Canadian securities regulators have conferred on certain self-regulatory organizations (SROs) the power to regulate the conduct of securities dealers, including mutual fund dealers, under the supervision of CSA members. The primary SROs involved are the Investment Industry Regulatory Organization of Canada (IIROC), the Chambre de la sécurité financière (CSF) and the Mutual Fund Dealers Association of Canada (MFDA). In the event of SRO rule violations, the SROs can impose administrative penalties on dealer members or their employees, including membership suspension or revocation, market access restrictions and fines.
Exchanges monitor compliance, by listed companies, with the terms of Exchange listing agreements and policies. Where appropriate, they can deny pre-approval of certain transactions, require corrective disclosure, halt or suspend trading and, in egregious cases, terminate a listing.
The Royal Canadian Mounted Police (RCMP) and local and provincial police forces investigate commercial crimes, including financial market fraud. The RCMP has established integrated teams to investigate financial crime. Certain CSA members have also established their own integrated teams, in partnership with police forces in their jurisdiction.

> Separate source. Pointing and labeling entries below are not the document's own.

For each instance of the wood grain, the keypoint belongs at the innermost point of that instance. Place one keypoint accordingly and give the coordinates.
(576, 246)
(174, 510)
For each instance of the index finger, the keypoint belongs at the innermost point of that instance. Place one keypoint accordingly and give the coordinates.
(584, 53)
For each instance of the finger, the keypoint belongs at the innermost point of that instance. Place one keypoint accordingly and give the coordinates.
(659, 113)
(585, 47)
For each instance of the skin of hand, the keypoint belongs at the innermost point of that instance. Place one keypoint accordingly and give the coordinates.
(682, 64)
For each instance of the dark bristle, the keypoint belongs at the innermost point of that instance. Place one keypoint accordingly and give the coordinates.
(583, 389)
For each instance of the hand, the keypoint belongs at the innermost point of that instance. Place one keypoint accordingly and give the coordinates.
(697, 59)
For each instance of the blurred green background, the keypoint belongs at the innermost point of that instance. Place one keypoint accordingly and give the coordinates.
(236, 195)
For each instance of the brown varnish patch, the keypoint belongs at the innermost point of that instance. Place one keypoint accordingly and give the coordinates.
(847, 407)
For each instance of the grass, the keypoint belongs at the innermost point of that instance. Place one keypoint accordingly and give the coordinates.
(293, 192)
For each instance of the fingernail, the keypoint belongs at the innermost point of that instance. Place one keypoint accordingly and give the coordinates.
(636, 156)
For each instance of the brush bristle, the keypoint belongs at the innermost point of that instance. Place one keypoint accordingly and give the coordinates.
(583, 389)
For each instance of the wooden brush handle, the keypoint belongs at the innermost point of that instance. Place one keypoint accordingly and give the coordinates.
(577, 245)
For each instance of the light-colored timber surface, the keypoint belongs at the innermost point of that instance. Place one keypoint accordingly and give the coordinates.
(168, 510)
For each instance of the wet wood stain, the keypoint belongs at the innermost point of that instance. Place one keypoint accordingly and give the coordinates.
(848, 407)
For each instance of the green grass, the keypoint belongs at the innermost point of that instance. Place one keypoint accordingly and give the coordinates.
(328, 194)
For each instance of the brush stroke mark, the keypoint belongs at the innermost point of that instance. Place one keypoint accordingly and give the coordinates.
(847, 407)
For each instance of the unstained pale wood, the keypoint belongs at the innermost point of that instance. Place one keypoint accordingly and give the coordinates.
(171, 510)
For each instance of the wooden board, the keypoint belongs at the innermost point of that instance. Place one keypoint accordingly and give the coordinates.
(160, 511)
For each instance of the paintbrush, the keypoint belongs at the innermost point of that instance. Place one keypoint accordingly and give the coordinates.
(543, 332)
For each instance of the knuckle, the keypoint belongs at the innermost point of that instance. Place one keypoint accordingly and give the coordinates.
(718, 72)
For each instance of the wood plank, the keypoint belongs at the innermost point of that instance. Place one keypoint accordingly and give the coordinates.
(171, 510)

Provincial and territorial Attorneys-General or equivalents can bring contraventions of securities laws, as well as of criminal laws, before a court. In some provinces, enforcement personnel of CSA members can also bring securities law contraventions before a court. Fraud and other contraventions of the Criminal Code can attract stiff penalties including large fines and imprisonment. The sanctions available to courts for securities law violations are also more extensive than those available to securities regulatory authorities, including imprisonment.